A young woman’s travels to France in hope of a better life takes an unexpected turn in Black Girl, the 1966 Senegalese classic, now streaming on Showmax.

Just named one of the top 100 films of all time in Sight & Sound’s once-a-decade critics’ poll, Ousmane Sembène’s debut 1966 film, Black Girl, is the story of a young Senegalese woman who is employed as a governess for a French family in Dakar and moves with them to the Riviera, where her comfortable duties as a nanny in a wealthy household are replaced by the drudgery and indignities of a maid. 

Black Girl won the Tanit d’Or at Carthage in 1966, among other prizes; was ranked joint fourth on the Tarifa-Tangiers African Film Festival’s list of the 10 best African films of all time; and was hailed by Oscar winner Martin Scorcese (The Irishman) as “an astonishing movie.” 
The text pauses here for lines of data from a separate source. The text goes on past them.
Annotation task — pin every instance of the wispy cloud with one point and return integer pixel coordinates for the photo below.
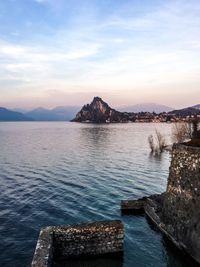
(134, 51)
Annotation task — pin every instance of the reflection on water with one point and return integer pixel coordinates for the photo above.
(97, 262)
(66, 173)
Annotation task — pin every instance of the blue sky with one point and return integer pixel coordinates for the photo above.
(62, 52)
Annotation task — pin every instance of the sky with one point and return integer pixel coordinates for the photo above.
(65, 52)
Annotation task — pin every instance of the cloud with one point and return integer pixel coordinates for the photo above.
(120, 51)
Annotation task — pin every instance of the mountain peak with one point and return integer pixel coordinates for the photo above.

As Kiva Reardon, the former Toronto International Film Festival lead programmer for contemporary world cinema, who is now VP of film at Pastel, the filmmaking collective co-founded by Oscar winner Barry Jenkins, says: “In only 59 minutes, Ousmane Sembène eviscerates the myth of ‘liberté, égalité, fraternité ’. Blistering in its examination of so-called postcolonialism, the film’s rigour also speaks to Sembène’s brilliant craft.”